Diapers are just the beginning

04 Oct

Will a heavier diaper really absorb more?

The answer is … well maybe, but weight is not the deciding factor in absorbency when the diapers are the same size. It’s really all about the pores.

Your four year old has spilled their drink all over the table and it’s dripping onto the carpet. What do you reach for - the one pound rock or the 4 ounce sponge? The sponge will do a better job even though it weighs less because it has lots of places to absorb liquid - the pores.

The raw cotton fiber is not very absorbent in its natural state. Cotton fiber grows in a boll; each fiber is produced from an individual seed (about 5,000 altogether) in the base. The fiber starts out as a projecting hollow sheath and each night a new layer of cellulose is laid down on the inside of the sheath until about thirty layers are built up. At this point the fiber is like a solid cylindrical rod having a central canal pointing to the tip consisting entirely of cellulose. When the boll bursts and exposes these fibers to sun and air they dry up and collapse, becoming flatter and ribbon like with alternating left and right spiral twist every two or three turns. This is cotton fiber in its original state.

In 1851 John Mercer showed how to apply chemicals to the cotton fiber and cause the fiber to swell and straighten out.

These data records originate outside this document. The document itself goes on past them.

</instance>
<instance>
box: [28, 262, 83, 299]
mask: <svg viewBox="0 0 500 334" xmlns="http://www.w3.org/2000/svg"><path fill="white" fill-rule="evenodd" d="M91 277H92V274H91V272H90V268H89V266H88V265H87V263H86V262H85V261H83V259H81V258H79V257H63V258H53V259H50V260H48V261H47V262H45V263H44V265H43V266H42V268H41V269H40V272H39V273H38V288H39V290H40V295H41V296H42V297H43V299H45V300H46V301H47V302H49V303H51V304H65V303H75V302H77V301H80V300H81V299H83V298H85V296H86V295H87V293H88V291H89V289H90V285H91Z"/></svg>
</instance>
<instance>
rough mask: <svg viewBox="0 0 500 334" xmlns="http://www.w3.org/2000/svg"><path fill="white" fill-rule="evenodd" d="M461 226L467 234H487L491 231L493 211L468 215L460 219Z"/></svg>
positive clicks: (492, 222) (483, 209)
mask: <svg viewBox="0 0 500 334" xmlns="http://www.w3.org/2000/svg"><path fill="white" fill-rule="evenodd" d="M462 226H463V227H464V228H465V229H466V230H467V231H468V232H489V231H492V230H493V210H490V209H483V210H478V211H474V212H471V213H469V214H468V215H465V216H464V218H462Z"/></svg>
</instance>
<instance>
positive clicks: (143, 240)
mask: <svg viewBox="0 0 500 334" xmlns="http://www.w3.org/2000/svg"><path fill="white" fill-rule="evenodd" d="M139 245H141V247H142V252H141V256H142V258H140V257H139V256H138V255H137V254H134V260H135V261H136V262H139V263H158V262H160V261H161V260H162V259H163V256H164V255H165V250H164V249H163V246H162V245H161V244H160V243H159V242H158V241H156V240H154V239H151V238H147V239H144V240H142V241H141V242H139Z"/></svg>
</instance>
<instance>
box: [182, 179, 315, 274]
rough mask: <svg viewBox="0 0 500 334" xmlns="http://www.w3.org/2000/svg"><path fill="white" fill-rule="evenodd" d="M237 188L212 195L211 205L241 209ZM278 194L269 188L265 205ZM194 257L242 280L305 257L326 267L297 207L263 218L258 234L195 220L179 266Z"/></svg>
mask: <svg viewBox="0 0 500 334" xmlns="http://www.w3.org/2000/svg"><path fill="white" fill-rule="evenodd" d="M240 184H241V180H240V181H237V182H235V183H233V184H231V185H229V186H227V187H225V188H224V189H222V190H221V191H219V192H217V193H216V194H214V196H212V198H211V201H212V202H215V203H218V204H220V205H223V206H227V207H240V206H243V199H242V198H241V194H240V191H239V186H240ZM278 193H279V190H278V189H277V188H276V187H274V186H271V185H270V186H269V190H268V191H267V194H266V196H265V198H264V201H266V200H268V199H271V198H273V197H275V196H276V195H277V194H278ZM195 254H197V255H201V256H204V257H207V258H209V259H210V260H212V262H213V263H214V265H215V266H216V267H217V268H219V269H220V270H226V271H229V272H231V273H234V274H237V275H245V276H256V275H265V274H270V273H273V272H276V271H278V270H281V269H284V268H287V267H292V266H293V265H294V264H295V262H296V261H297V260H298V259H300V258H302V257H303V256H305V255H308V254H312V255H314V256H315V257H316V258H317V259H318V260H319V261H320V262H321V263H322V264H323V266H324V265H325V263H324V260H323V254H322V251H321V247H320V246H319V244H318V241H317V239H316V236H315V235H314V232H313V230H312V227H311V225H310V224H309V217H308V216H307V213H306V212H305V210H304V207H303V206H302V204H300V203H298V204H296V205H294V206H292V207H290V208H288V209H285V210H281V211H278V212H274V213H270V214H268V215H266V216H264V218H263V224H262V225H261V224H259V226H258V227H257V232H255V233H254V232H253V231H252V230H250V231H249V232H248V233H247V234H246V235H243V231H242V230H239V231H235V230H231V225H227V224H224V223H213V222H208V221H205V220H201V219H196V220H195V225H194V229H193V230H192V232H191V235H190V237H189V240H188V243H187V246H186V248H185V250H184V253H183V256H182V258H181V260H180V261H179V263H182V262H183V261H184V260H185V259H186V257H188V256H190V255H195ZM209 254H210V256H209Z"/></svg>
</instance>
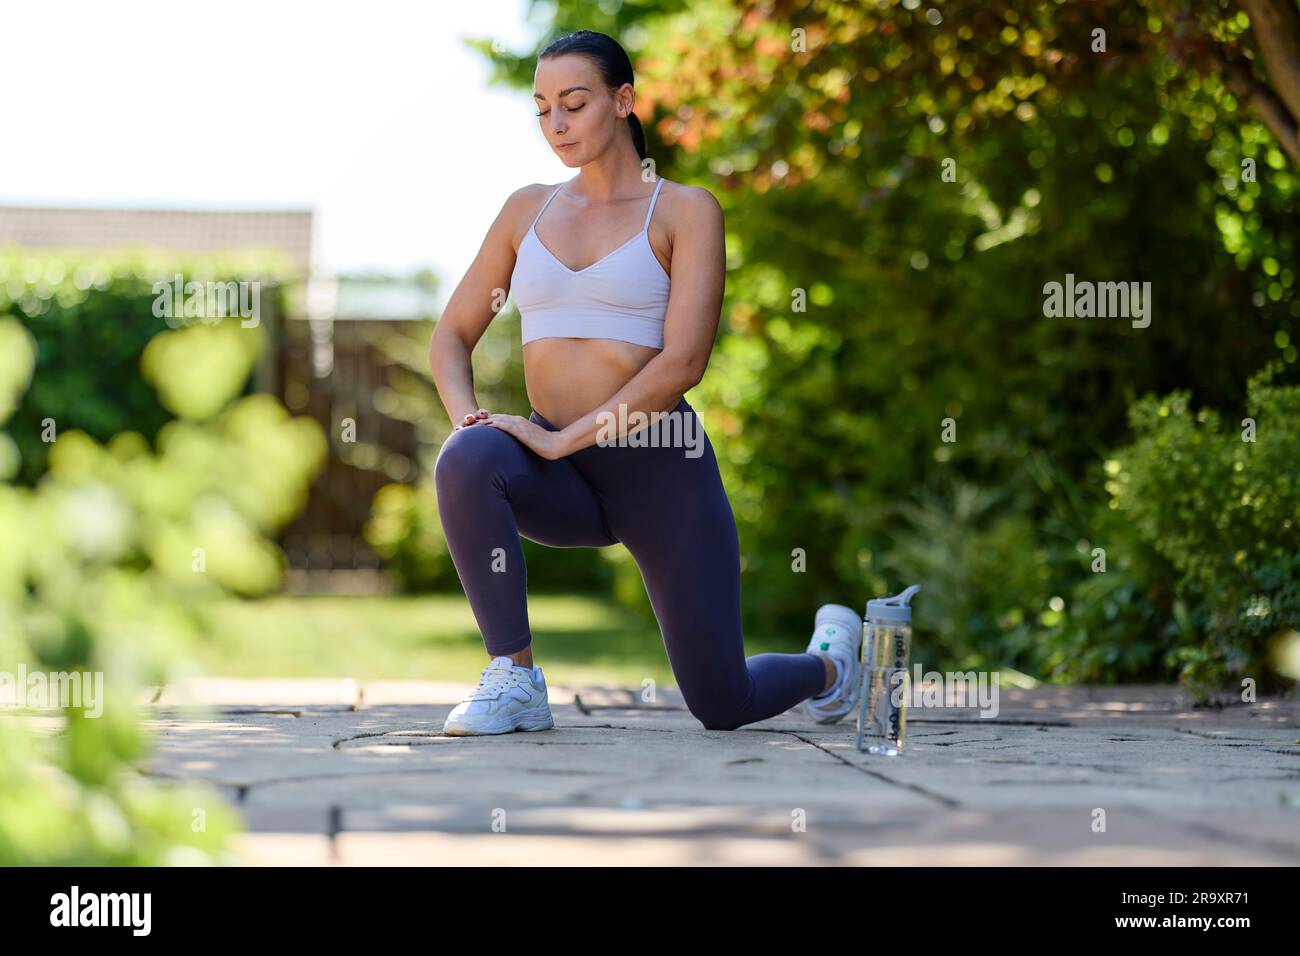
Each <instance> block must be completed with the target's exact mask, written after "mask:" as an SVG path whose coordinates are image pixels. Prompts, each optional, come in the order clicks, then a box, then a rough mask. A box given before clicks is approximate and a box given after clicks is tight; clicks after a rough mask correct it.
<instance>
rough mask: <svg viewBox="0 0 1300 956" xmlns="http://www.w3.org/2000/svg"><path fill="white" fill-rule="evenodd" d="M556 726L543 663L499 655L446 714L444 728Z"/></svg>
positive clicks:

No one paid much attention to the process until 1890 when Horace Lowe showed how to use Mercers process to give the cotton fiber what it had lacked – luster and increased tensile strength.


What we get out of this as cloth diaper users is increased absorbency. Without using a mercerizing treatment the cotton fiber would not be absorbent and we would all be using hemp or flax. Hemp and flax are absorbent as well, but cotton is more economical for the US consumer.Absorbency can be increased in a cotton fiber by how it is treated before being woven into fabric and how much it is twisted – flatter fibers absorbing more.

A cross section of dry cotton fiber looks somewhat like a hollow bean. The walls of the fiber contain microscopic internal pores that open and cause the fiber to swell to almost round when wet. It has to have room to do that, so a diaper that is woven to tightly would not absorb as much.


So a higher weight diaper may absorb more if it has flatter fibers (most cotton in diapers is mercerized) and more pores to absorb the moisture. But weight alone does not determine the absorbency of the diaper.Now obviously a diaper that is quite a bit bigger than another will absorb more. But that small difference in weight between the same sized diapers will not tell you which one will absorb more. A heavier diaper may even absorb less if the cotton fibers contain more cellulose than pores to absorb.

Just as an aside most polyester or nylon fibers are man made and extruded from a liquid state through something that looks like a giant showerhead. The fibers are uniform in diameter and are more stable when washed and dried. The fibers of polyester and nylon do not absorb moisture. When they are combined with cotton, they can add stability (no major shrinking) to the diaper. An exception is cloth diapering’s terry weave micro fiber. Micro fiber is a generic term for any thread thinner than a human hair and can be woven for many different uses.


When fluffed up into a nice terry weave, micro fiber can be much lighter than a cotton prefold of the same size, yet absorb much more with it’s uniform man made pores.